Leave it all Behind

By Crispin Sartwell

"No child left behind": the first time I heard that phrase, I think, it was

emerging from the mushmouth of Liddie Dole. Before long, George W. Bush was

using it in every speech. Al Gore picked up on it too, and soon all of our

political cherubim were choiring in unison, strumming their golden harps and

flitting hither and thither with a glaze of empty benevolence in their eyes.

And now "No Child Left Behind" has literally become the Department of

Education anthem. Written by two producers for the DOE's propaganda wing, the

Public Broadcasting Service, the song is being employed by Secretary of

Education Rod Paige as he barnstorms blankly through the nation promoting the

administration's education plan.

Here is a sample:

We're here to thank our great president

For signing this great bill,

That's right! Yeah,

Research shows we know the way,

It's time we showed the will!

The DOE is considering having the song performed by children as Mr. Paige

makes his way around the country and playing it for holding callers to the

DOE.

"No child left behind" is the very acme of American political rhetoric, a

perfect crystallization of who we are as a culture. First of all, it is

trivial: the reason people keep saying it is because no one could possibly

disagree with the sentiment it expresses.

Second, it is false. No matter whose education plan is passed, many

children will be left behind, and perhaps I may be excused for noticing that a

lot of them will be black and poor. No party has the will or the way to

educate every child effectively; that's reality.
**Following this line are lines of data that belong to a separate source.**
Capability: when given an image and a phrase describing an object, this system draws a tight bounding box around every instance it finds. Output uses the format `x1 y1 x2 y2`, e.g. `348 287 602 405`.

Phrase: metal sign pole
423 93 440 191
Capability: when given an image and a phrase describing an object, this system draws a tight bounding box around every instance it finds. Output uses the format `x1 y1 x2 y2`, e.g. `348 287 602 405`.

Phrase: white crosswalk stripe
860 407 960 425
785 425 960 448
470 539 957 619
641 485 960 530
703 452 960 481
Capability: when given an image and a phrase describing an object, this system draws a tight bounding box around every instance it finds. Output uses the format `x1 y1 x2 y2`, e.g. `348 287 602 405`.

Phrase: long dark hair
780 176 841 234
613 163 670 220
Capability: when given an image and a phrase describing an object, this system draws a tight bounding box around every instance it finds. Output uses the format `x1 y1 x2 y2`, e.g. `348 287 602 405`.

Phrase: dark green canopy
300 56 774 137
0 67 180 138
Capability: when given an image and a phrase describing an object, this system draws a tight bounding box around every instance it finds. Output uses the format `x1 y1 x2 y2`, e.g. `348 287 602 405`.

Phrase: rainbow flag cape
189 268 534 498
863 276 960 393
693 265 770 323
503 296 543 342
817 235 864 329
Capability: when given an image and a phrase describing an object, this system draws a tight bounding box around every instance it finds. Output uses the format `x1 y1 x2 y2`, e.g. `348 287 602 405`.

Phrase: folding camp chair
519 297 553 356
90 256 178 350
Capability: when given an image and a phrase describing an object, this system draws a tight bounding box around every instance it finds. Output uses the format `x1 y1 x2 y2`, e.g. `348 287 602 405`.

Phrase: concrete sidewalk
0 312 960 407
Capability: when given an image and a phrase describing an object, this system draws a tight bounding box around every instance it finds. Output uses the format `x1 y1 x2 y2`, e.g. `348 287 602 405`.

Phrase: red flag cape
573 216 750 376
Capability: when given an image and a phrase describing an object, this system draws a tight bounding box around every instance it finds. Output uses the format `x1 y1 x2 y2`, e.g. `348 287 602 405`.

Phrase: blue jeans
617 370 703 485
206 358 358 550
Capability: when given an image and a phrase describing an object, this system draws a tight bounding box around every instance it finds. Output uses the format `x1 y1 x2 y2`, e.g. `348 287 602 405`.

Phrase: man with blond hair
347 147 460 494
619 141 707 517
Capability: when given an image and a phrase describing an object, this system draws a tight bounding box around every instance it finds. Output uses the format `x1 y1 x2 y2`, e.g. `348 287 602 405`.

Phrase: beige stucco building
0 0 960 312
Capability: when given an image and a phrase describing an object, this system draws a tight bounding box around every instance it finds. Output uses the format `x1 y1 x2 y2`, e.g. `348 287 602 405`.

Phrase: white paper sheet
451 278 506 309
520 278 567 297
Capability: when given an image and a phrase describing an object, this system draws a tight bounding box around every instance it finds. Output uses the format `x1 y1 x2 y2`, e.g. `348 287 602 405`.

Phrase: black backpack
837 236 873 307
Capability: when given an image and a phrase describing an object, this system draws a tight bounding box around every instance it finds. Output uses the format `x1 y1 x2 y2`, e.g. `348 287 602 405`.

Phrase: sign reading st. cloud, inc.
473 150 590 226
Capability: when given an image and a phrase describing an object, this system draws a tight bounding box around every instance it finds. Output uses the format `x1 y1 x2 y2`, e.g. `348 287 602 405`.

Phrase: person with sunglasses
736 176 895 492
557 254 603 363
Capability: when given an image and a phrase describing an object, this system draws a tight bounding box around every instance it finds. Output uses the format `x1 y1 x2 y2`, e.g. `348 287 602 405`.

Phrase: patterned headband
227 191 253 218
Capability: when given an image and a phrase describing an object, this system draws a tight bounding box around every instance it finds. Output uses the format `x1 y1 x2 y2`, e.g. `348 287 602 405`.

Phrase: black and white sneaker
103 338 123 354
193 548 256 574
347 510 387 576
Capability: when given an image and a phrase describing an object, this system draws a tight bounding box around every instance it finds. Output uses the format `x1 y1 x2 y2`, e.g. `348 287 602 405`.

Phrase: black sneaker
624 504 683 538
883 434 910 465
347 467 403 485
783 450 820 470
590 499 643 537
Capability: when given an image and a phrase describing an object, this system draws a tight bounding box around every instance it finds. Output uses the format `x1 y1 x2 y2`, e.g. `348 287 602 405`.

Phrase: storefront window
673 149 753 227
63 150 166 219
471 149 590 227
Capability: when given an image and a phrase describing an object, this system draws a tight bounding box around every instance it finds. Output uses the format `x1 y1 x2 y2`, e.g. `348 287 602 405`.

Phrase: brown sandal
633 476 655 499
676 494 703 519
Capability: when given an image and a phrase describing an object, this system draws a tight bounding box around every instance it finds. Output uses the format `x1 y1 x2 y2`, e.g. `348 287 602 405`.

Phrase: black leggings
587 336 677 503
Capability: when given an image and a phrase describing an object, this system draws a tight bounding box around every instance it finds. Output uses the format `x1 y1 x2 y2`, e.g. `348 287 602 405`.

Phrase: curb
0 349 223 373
For one thing, people are,

thank God, in part responsible for their own education and the education of

their children.

Third, in the mouths of the people who mutter it, "no child left behind"

is meaningless: something that emerges when the brain ceases to function

entirely, when the politician is thinking about something important (like a

good alibi) and intends to let his mouth keep going without him.
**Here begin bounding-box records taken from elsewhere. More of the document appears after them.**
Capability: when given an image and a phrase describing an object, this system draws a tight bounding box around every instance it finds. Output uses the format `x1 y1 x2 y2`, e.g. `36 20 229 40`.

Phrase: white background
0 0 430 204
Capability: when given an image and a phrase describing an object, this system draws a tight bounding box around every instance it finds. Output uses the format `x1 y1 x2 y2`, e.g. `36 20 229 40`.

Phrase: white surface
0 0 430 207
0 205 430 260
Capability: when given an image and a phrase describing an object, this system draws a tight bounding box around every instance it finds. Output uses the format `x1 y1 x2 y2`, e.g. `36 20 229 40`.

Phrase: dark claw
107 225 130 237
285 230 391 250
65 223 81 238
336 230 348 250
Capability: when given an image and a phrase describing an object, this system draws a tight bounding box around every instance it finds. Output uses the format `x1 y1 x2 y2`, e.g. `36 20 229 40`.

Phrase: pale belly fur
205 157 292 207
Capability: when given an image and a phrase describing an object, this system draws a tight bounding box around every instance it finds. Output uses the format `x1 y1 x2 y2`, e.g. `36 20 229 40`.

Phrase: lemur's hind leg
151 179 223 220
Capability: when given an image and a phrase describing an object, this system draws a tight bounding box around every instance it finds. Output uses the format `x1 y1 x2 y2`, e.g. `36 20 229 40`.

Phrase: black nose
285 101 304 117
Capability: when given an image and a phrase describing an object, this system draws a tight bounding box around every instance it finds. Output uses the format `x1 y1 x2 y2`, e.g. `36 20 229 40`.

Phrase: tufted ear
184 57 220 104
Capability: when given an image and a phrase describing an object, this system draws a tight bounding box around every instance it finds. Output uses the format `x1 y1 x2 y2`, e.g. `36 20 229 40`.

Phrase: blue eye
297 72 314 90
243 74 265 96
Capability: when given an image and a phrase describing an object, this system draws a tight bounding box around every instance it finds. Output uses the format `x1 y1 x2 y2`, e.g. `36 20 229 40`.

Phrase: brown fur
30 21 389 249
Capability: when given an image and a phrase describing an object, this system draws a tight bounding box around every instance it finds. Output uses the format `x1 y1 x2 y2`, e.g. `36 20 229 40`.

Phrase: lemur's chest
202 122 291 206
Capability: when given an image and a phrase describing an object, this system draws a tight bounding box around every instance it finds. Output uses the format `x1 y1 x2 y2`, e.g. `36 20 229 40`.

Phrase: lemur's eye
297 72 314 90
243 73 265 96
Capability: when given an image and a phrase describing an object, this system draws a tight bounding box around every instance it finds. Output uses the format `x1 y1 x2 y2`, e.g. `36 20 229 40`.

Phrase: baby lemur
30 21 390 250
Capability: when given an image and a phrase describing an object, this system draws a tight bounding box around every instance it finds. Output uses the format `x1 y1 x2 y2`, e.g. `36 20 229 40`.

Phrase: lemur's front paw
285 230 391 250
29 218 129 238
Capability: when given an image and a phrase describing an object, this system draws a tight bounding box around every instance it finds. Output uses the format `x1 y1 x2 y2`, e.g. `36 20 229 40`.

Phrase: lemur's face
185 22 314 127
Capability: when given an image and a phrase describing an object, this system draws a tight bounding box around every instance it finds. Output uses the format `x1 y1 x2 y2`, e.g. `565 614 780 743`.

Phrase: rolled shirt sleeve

Thus "no child left behind," in its epiphanic synthesis of banality,

mendacity, and vacuity, crystallizes in a single phrase who we are as a

people: our deepest beliefs and our deepest public commitments.

The folks who wrote the tune are Christopher Cerf and Sarah Bruce Durkee,

creators of the PBS series "Between the Lions." The White House, in hiring

Cerf and Durkee, missed a signal opportunity to get R Kelly on board as

songwriter-in-chief. Kelly specializes both in children and in trite, and has

recently issued his self-exculpatory anthem, "Heaven I Need a Hug." His ethics

baste in the sewer while his rhetoric takes to the skies, so he's obviously

presidential timber.

"I believe I can fly": trivial, false, and empty: American politics in a

nutshell.

But despite the missed opportunity, the PBS connection is perfectly

appropriate. Really, I suggest you try to sit down and watch PBS kids' shows

such as "Caillou" or "Dragon Tales": moral gruel served up by blank-eyed

tokens.

These shows go so far out of their way to avoid controversy that they

entirely avoid content of any kind.

The poor unsuspecting children who are submerged in this slop will grow

up thinking that emptiness is truth, that vacuity is profundity, and that Al

Gore or Rod Paige has just said something. They will grow up into a public

life that is utterly piddling and totally disingenuous.

They will grow up, in short, to be Americans.

Crispin Sartwell teaches philosophy at the Maryland Institute College of Art.